My cars have included at least one Rolls-Royce. I bought it in 1925 or thereabouts from Lady Seaforth, who had used it for visiting her friend the Czaritsa in Russia. I believe the Rolls was a 1906 model; it had a Roi de Belge touring body and, although it had done about 250,000 miles when I acquired it, it was still running magnificently.

I had the Rolls converted into a landaulette for my mother, who had fallen in love with its stately lines at first sight. She used it a great deal for about a year, and I then sold it to a dealer who, in turn, sold it in 1930 to a man who ran a car-hire business in Bournemouth. I last heard of it in 1938. It was still going strong, and for all I know it is somewhere in the world today continuing its majestic, trouble-free career.

Not long before I disposed of the Rolls, I bought another Excelsior —  again an Albert Premier model. If all the people who had ever been shipwrecked in a car ever decided to form a club it would be a distinctly select affair. Nevertheless, I would be eligible for membership.
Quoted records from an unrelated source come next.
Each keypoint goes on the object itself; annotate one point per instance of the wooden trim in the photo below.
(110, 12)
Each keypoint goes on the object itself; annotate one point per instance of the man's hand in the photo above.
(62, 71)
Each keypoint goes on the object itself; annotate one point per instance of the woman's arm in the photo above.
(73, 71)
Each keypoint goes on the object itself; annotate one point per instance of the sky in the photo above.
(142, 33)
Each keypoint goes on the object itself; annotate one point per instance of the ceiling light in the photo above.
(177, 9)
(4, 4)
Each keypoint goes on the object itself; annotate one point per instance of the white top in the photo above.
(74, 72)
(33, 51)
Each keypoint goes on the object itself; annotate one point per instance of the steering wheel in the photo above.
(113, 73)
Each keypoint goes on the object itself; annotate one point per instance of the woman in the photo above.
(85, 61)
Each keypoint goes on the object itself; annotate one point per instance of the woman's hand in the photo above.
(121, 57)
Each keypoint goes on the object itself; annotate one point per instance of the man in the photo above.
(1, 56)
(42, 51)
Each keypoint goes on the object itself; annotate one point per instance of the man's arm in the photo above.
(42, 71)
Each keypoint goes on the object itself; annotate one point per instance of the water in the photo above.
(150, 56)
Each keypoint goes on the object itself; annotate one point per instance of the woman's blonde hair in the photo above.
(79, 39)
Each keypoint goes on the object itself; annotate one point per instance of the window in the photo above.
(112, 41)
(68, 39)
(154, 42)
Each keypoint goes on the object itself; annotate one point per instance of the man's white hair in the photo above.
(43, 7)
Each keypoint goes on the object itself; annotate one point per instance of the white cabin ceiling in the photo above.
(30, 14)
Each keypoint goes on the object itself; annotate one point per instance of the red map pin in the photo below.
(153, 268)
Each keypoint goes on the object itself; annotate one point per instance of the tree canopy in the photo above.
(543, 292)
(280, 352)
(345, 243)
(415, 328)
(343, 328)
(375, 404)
I was bringing the Excelsior back home from the Continent one very wintry day (it developed into Dover’s coldest night for half-a-century) on the Belgian cross-Channel steamer Ville de Liege. I’ve never been a very good sailor and my usual mode of travel on the many similar trips I had made with cars of all shapes and sizes was to get into the back of the car, which was secured to the open deck, curl up on the seat and sleep my way to the White Cliffs.

Even when we left Ostend well behind schedule at 3 o’clock that afternoon, the weather was already exceptionally bad — freezing gales, thick driving show and all the rest of it. I lost no time in snuggling down on the back seat.
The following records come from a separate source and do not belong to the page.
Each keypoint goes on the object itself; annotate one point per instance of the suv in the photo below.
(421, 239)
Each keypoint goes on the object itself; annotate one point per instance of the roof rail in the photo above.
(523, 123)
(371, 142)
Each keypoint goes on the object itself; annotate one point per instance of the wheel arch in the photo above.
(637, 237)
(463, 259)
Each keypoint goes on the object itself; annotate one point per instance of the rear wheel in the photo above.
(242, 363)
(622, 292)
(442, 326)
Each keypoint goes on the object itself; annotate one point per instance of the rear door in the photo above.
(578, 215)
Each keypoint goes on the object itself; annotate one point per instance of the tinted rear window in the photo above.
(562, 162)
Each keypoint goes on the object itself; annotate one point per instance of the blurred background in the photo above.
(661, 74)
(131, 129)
I was awakened by the ship’s violent lurching, a hefty jolting as if a giant battering ram was hitting the deck, and a loud booming sound. It was pitch black outside and I thought I had better get out if the car and investigate.

There was one small snag. I couldn’t get the door open!
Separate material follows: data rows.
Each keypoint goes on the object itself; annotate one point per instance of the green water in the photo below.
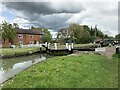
(12, 66)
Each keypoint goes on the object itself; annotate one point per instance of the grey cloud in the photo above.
(48, 14)
(44, 8)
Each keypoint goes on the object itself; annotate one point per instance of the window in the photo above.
(20, 36)
(31, 36)
(20, 42)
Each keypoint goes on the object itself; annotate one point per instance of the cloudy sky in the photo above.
(58, 14)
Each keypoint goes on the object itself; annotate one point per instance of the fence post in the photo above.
(48, 45)
(117, 50)
(69, 47)
(72, 45)
(66, 45)
(55, 45)
(40, 47)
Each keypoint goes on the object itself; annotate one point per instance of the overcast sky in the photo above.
(55, 15)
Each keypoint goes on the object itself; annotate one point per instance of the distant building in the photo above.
(25, 37)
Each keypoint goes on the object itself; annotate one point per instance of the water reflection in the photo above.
(11, 66)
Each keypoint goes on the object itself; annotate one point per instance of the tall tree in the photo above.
(8, 32)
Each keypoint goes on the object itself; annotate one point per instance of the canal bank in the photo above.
(9, 67)
(84, 70)
(17, 52)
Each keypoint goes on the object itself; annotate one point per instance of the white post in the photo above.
(72, 45)
(66, 45)
(48, 45)
(45, 44)
(69, 47)
(55, 45)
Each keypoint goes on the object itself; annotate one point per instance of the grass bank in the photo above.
(82, 71)
(11, 52)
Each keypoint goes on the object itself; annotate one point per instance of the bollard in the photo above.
(48, 45)
(45, 44)
(117, 50)
(40, 47)
(55, 46)
(66, 45)
(69, 47)
(72, 45)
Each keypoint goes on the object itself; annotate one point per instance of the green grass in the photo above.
(17, 51)
(83, 71)
(76, 46)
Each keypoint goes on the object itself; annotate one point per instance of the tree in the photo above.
(46, 37)
(8, 32)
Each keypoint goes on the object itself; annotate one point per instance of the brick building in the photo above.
(25, 37)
I discovered later that the seas had been coming right over the car and had sealed the doors by freezing on them. I shoved madly away and between shoves I shouted, But no one came to my assistance.

Because she had sailed late, the ship had arrived off Dover at low tide and had run aground just outside the harbour entrance. Everyone — everyone, that is, except me — had been taken off as the heavy seas pounded the vessel and she looked as if she might soon break up. Nobody had thought that anyone might be in the back of the car.

After several of the most unpleasant minutes of my life, one of the doors yielded. I staggered out on to the deserted, heaving deck and managed to get to the rail just as a boat was circling the vessel on a last check. Soaked and freezing I was taken off. If I had been only a few minutes longer escaping from the car I would certainly have been drowned when the water closed over the vessel a few hours later. However, it was not long before I was asleep again — in a warm bed at a Dover hotel.

But my peaceful slumber was soon interrupted. The Press had got on to the story, and at about 3 a.m. there was a loud knocking on my bedroom door. Two reporters wanted me to make a statement then and there. I made several statements, but none of them were printable.

For about the next five days the ship stayed fast aground and back in London I mournfully pictured it and my car constantly appearing from and disappearing below the waves, When some 10 tides had washed completely over her she was successfully salvaged and my car was returned to me.

And the damage to the Excelsior? Absolutely none at all. The ice had sealed the whole of the car’s interior so that it was bone dry. I was a little worried about the crankcase, which was made of aluminium and which salt water might be expected to damage. Nevertheless, there seemed to be nothing wrong, and after I sold the car 15 months later I never heard of the new owners having any trouble.

My present car is an ordinary reliable product of the modern Motor Industry. As General Sales Manager of one of the world’s best-known firms of motor accessory manufacturers, Romac Industries Ltd., my daily life is still very much concerned with the world of motoring. It is a world that has changed almost out of recognition since I first entered it, but I find it as fascinating as ever.